GOVERNMENT HAS dismissed policy think tank, IMANI’s claim that Ghana is going to lose a whopping amount of $30 billion if the state fails to renegotiate the petroleum agreement with Norwegian energy giant, Aker Energy.
It would be recalled that on Thursday, April 25, 2019, IMANI held a press conference in Accra, announcing that Ghana risks losing US$30 billion in the recent oil find by Aker Energy Ghana Limited.
IMANI Africa indicated that Aker discovered the oil after its exploration licence had expired in 2014 and failed to go through the right processes, thereby making their exploration activities illegal.
It expressed the belief that the Pecan X and Pecan Y in the Deepwater Tano Cape Three Points block (DWT/CTP) are essentially not covered by any of the Petroleum Agreements (PA) in force, hence those additional finds require a new Petroleum Agreement to be negotiated under the Petroleum (Exploration and Production) Act, 2016 Act 919.
But Energy Minister, John Peter Amewu told journalists at the Information Ministry on Friday that IMANI’s statment was a fabricated falsehood.
According to Mr. Amewu, “IMANI tried to alarm Ghanaians about a potential loss of $30 billion to the country if the government failed to negotiate a new petroleum agreement with new terms with the DWT/CTP partners. This is absolutely false.
Mr. Amewu indicated that Aker Energy, on behalf of its partners announced after a successful appraisal of the Pecan Field discovery, a significant oil find as captured below “Based on existing subsurface data from seismic, wells drilled and an analysis of the Pecan -4A well result, the existing discoveries are estimated to contain gross contingent resources (2C) of 450 – 550 million barrels of oil equivalent.
How did IMANI arrive at valuation of the field at $30 billion?
In questioning the valuation of the field at $30 billion, Mr. Amewu explained that IMANI simply multiplied the assumed price of $65 per barrel by 450 million barrels.
The Minister said “this exposes the weaknesses in IMANI’s analyses as well as its poor understanding of petroleum economics.”

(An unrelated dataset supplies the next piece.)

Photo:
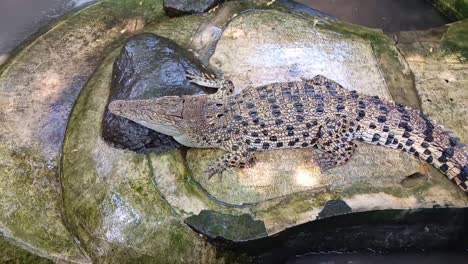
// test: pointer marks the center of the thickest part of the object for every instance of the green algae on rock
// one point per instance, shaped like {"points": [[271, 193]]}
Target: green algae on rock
{"points": [[454, 9], [38, 87], [10, 253], [109, 199], [233, 227]]}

He noted that “the 450 million barrels of oil equivalent are gross contingent resources, which are the potential resource available all of which cannot be recovered under current technology.”
“IMANI wants us to believe that all the 450million barrels of oil equivalent will be produced but fails to explain how that can be.”
He added that “In Ghana, our average crude oil recovery rate is 25%. At this rate, the field value will be estimated at $7.3 billion assuming a price of $65 per barrel.”
Mr. Amewu explained that “we are working with Aker Energy to enhance oil recovery mechanism to achieve a recovery rate of 40%, which will be the highest in Ghana’s oil and gas history and which occurrence will appreciate the value to $11.7 billion.”
He says “this will be a significant gain for both Ghana and the partners”.
He announced that there was no basis for a new petroleum agreement as IMANI claimed because the work that was done by Aker Energy formed part of an appraisal programme based on the existing petroleum agreement.
He added that “it must be stated that as a country we operate within the laws governing petroleum agreements, therefore any petroleum find when produced will be shared according to the terms of the applicable petroleum agreement.”
Meanwhile, he categorically denied IMANI’s allegations that Fuel Trade is owned by the Chief Executive of the Ghana National Petroleum Authority Dr. K.K. Sarpong and his family.